Saliamo tra pietraie e morene lungo la valle del Grünau fino al blu profondo del Grünausee, proprio sotto alle pareti della Wilder Freiger. La giornata è gloriosamente bella, la salita verso il colle Niederl si conclude con una ventina di metri di roccette ripide dalle quali ho modo di ammirare la tranquillità di Gaetano e Federico che mi precedono. Seduti sul colle, vediamo in basso la mole scura delle Nürnberger Hütte, in mezzo a un mare di pietre.
Il rifugio è splendido e, come la maggior parte di quelli che abbiamo incontrato, vecchio di un secolo. Nella sala da pranzo tutta rivestita in legno, due gentili fanciulle ci forniscono la nostra dose giornaliera di trigliceridi, lipidi e colesterolo mentre i ragazzi scambiano monetine italiane con quelle olandesi. Guardando sul libro delle presenze di questo rifugio (ma lo stesso era accaduto anche i giorni scorsi), scopriamo di essere da almeno un anno gli unici italiani a percorrere questa via; eppure siamo a soli 10 chilometri dal confine.
Il pomeriggio trascorre quieto, al sole, fino all’arrivo di un gruppo di marziali scout austriaci preceduti da un signore paonazzo che trasporta uno stendardo colossale. Guardo Gaetano e penso: non sarà che anche lo scoutismo da queste parti l’abbiano preso più sul serio che da noi?

Settimo giorno
Dalla Nürnberger Hütte a Neustift (un’ora e 30 minuti, più autobus)

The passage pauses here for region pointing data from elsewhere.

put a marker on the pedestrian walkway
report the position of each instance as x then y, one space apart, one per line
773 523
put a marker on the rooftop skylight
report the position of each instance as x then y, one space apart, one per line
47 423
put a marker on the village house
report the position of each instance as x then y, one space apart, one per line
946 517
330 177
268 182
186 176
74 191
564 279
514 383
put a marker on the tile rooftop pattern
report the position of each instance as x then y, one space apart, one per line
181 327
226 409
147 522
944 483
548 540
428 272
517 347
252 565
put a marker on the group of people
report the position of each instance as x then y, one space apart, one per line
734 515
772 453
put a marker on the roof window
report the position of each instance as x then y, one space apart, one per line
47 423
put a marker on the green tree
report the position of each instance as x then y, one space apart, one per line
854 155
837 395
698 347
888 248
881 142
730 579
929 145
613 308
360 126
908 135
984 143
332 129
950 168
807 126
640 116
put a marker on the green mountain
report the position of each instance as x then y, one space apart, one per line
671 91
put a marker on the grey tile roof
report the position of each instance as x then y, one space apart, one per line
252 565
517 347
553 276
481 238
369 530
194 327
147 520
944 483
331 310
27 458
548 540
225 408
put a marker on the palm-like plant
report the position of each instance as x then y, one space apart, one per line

Oggi si scende. A causa di impegni vari che richiedono una ritirata verso le nostre amate sponde, dobbiamo abbandonare gli ultimi due giorni del trekking. Ci incamminiamo con calma, fino a che Gaetano non legge su un foglietto tutto stropicciato che l’autobus della STB dovrebbe fermare a fondovalle tra meno di due ore. I giovani partono verso il basso come meteore, mentre io, non amando troppo saltellare sul mio fragile ginocchio sinistro, li seguo più lentamente. In poco più di un’ora e mezzo scendiamo 1.000 metri di dislivello e ci cambiamo in mezzo al parcheggio di Ranalt, aspettando l’autobus verso Neustift. Dopo una breve sosta in paese per recuperare dei vestiti puliti, scendiamo a Innsbruck dove ci attende la civiltà: il panorama dalla Stadtturm, le tegole brillanti del Goldenes Dachl, le interminabili gallerie di Asburgo, del castello di Ambras e, soprattutto, gelati, spaghetti e Internet Café.
La città, percorsa da fameliche orde di giapponesi condotti da guide dal pugno di ferro, ci saluta con la pioggia quando raggiungiamo la stazione. Ma visto il clima medio dell’estate scorsa, non possiamo che ritenerci fortunati del sole e della poca pioggia del nostro Stubai.